Chapter four examines the thought of Enlightenment philosophers such as Isaac Newton, John Locke, and Immanuel Kant. Here, the author argues that because Greek thought rejected God’s decretive will, instead allowing for “pure change” (p. 205), ancient rationalism is the ancestor of modern irrationalism. Thus, rather than epistemological and ethical submission to God, the modern man is caught between the horns of rationalism and irrationalism in the rebellion against God and promotion of human autonomy.
In chapter five, the author surveys “the fusion of Hermeticism, [post-]millenarianism, and apocalypticism,” which resulted in “the search for a universal science” (p. 212) in the seventeenth and eighteenth centuries. This universal science assumed religious characteristics as it sought to bridge the gap between “traditional philosophy and the natural sciences” (p. 222). This, in turn, gave way to the nigh-religious adherence to and faith in progress in the nineteenth century.
Chapter six focuses mainly on the prophetic voice of Aldous Huxley warning against the utopian vision controlled by ruling elites, which, ironically, opposed the vision of his brother, Julian Huxley, who advocated for a society ruled by a “new elite of superhumans” (p. 241), which later birthed transhumanism. Helpfully, Erdmann notes five characteristics of the transhumanist project: (1) boundless expansion; (2) self-transformation; (3) dynamic optimism (e.g., avoidance of “stagnant pessimism” [p. 270]); (4) intelligent technology; and an (5) open society (i.e., decentralized and tolerant). With the final chapter, the author drives home the notion that true societal progress can only be realized within the Christian worldview as it seeks to honor and submit to God and to avoid occultism and the self-referential nature of non-Christian philosophy.
Overall, this is a book worth consulting to get a grasp of how transhumanism stands in a long tradition of attempts by humans to transcend their God given limitations. A few minor quibbles are worth mentioned, though I hasten to add that they do not substantially detract from the usefulness of this work. First, the author paints the Eastern Orthodox view of deification in a largely negative light. Though it could be argued that the eliding of the creator/creature distinction is built in to this concept, Erdmann’s does not make the reader aware of a perspective of theosis that does not have this theological implication (cf. Robert Letham, Systematic Theology for a more sympathetic treatment.
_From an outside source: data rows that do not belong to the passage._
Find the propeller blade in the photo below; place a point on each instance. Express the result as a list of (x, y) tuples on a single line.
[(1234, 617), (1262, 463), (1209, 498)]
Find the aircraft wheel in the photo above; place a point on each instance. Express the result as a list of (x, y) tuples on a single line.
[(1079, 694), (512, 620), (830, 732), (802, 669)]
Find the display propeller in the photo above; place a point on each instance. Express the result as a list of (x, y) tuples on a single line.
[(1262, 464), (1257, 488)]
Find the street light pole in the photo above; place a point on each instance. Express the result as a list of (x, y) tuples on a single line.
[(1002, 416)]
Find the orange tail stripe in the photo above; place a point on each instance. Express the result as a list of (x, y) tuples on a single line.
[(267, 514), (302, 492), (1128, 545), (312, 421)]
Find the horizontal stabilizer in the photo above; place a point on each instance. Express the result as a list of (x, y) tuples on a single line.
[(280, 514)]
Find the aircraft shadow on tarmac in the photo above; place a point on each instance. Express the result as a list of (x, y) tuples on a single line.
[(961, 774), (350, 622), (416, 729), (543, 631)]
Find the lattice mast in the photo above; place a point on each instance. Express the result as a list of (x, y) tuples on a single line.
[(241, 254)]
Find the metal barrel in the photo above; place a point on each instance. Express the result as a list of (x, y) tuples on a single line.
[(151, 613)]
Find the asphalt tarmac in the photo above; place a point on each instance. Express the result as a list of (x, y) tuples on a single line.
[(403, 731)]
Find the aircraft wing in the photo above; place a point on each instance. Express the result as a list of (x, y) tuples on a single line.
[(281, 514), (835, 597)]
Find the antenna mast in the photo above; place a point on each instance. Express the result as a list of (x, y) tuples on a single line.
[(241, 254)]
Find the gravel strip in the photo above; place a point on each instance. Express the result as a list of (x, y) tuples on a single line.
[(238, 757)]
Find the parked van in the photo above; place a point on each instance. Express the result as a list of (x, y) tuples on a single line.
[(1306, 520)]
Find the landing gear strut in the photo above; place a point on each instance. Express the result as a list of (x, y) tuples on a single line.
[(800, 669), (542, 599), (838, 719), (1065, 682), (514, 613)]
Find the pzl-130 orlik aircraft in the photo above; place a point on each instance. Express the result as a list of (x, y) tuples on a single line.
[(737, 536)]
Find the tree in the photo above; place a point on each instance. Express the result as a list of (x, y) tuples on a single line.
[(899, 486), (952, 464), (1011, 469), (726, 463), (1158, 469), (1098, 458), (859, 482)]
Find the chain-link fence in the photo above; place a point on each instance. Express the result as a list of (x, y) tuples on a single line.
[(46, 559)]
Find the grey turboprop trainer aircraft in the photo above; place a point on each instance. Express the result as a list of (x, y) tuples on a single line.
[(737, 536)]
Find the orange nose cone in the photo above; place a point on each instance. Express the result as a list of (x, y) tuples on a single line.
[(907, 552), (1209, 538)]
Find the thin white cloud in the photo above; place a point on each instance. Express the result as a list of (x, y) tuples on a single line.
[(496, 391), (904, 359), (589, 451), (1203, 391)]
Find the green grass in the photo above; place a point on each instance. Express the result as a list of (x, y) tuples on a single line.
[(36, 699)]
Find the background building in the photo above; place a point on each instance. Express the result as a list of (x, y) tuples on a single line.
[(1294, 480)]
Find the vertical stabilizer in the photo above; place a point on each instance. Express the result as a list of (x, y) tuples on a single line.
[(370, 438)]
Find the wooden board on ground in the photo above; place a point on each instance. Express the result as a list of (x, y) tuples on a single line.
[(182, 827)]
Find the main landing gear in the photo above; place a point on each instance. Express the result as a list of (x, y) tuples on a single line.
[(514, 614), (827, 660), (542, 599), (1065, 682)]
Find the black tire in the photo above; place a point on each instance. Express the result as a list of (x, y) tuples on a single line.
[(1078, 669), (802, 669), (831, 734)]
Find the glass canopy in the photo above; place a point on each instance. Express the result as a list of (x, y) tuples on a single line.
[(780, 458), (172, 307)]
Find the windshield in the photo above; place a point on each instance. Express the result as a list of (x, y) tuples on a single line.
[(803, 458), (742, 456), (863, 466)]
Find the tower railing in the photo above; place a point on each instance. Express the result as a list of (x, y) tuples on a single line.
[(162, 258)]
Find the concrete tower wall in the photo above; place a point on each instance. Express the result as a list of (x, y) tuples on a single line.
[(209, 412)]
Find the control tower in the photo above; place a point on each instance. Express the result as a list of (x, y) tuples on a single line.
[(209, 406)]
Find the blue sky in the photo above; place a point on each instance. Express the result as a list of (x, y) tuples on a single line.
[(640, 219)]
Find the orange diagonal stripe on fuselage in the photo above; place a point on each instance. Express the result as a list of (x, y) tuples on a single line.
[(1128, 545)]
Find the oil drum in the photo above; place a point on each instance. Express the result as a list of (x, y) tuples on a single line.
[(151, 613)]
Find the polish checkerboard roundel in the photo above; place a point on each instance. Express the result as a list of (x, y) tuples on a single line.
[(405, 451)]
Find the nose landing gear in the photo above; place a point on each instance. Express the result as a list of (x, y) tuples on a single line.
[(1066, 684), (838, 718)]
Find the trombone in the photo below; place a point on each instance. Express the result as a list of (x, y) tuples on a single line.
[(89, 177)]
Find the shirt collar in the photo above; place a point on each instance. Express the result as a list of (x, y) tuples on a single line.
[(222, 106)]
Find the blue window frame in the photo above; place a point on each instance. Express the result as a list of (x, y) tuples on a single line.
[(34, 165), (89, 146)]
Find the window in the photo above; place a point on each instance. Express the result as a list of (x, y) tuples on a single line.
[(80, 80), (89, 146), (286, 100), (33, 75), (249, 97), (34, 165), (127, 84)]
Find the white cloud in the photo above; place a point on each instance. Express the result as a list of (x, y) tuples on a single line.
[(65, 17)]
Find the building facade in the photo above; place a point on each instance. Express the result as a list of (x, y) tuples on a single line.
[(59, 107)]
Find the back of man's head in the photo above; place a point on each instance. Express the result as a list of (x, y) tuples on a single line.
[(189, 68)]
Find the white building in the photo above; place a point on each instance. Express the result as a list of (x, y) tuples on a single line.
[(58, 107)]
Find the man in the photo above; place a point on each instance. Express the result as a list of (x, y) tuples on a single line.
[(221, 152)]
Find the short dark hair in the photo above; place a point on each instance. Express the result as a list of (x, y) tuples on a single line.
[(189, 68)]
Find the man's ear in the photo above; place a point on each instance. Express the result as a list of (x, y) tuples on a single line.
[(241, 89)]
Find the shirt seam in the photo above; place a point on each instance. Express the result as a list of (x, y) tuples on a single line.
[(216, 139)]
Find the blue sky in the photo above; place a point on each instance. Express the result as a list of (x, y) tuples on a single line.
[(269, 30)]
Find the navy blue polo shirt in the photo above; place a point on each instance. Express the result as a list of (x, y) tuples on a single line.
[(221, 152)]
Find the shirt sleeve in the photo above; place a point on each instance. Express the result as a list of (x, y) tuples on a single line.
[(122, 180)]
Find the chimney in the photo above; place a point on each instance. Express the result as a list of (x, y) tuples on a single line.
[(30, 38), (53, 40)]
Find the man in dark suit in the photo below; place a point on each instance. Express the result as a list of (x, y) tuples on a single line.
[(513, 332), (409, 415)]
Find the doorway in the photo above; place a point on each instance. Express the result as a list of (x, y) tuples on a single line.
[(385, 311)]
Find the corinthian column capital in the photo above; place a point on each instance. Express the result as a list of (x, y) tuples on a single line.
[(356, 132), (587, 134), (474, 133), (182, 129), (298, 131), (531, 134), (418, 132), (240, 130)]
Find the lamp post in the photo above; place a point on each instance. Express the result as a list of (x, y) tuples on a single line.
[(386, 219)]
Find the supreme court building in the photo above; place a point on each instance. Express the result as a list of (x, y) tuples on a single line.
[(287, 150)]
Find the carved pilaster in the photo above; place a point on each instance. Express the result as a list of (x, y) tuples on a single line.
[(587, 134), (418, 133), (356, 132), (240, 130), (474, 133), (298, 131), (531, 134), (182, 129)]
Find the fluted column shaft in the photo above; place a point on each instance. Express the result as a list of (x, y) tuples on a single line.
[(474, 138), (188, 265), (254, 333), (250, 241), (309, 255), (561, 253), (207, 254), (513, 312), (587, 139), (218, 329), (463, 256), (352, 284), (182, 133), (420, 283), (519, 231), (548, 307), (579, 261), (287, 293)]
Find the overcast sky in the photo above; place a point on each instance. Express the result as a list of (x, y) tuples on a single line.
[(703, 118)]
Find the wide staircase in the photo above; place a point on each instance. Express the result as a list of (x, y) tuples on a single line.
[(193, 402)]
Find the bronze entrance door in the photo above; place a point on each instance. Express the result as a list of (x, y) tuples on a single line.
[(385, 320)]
Second, while one can agree that the monastic elevation of physical labor as a means of meriting divine merit is surely correct, I wonder if there are more positive ways to understand this phenomenon (e.g., Brother Lawrence). Third, not all adherents of postmillennialism will likely find Erdmann’s construal of their position, especially how it has contributed to a trajectory away from God, charitable. Lastly, this book read much like another largely negative intellectual history, Michael McClymond’s The Devil’s Redemption (Baker Academic, 2018). While a negative slant on things is not necessarily bad, it might prove tiring for the less enduring reader.
In conclusion, this is truly a remarkable work. The range of sources consulted, the depth and breadth of the author’s treatment, and the seriousness of the topic considered makes this essential reading for anyone interesting in the turn toward transhumanism, especially since this movement is not likely to be going anywhere any time soon. It also anticipates (likely not intended by the author) in many aspects the projected three-volume work by Michael Horton on a history of the notion of ‘spiritual but not religious.’ Highly recommended.